Regan - This is it. This is exactly how it goes back to the river, and you’ll find that the water that comes off of this treatment works is as clean, if not a little bit cleaner than what’s in the river already. We have tough environmental standards we have to comply by before we can put water back into the environment, and we’re absolutely committed to doing that and we’re regulated by the Environment Agency on it. Yeah, this is it, this is the final stage.

Izzie - But not drinking water though?

Regan - No. I don’t think you’d want to drink it, just as you wouldn’t want to have a glass of water out of your local river, but it’s definitely clean enough for the ducks and the fishes and any wildlife that’s flourishing in the River Cam nearby.

Izzie - Why is it important to take our sewage and treat it in this way that we’ve explored?

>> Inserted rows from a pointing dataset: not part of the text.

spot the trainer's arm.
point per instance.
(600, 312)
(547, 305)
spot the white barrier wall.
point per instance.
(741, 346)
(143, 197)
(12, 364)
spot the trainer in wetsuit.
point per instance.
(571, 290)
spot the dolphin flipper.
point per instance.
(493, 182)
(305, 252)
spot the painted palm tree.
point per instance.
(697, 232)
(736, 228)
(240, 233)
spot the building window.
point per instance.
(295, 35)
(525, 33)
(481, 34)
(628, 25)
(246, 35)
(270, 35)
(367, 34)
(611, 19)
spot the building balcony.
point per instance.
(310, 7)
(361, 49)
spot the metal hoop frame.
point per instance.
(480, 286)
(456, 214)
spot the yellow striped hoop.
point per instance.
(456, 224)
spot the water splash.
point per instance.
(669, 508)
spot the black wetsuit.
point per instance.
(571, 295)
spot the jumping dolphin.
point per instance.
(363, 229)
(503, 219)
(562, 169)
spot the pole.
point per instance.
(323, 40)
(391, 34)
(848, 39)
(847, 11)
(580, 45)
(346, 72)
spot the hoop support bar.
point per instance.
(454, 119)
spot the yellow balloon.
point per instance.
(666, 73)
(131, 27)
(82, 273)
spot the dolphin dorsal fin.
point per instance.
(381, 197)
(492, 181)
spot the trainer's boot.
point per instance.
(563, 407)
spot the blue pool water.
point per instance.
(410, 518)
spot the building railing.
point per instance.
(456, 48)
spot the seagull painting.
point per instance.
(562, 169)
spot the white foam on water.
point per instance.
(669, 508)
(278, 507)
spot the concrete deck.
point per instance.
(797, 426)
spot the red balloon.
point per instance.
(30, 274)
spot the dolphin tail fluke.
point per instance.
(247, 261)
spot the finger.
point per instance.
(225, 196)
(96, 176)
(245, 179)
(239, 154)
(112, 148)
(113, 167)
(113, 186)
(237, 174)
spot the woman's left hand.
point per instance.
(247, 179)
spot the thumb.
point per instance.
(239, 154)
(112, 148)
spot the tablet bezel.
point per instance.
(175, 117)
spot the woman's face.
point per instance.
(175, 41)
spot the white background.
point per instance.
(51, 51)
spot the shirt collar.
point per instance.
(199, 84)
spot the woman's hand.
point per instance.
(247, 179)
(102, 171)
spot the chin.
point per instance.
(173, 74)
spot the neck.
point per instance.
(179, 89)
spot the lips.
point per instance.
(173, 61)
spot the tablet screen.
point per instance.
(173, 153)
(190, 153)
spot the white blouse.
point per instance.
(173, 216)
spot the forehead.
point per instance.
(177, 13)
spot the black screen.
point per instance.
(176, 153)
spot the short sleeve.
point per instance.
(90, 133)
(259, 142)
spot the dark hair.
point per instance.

Regan - Well, it’s really important that we’re able to return water to the environment. Our role at Anglian Water is to balance the needs of our customers, so in terms of allowing people and businesses to have the water they need to do day to day washing, using their toilets. All of that stuff as well as supporting local business and the economy, but we can’t do that at the expense of the environment. So what we have to do is treat the water we use to a really high standard and then give it back because there is only a finite amount in the world that we can use.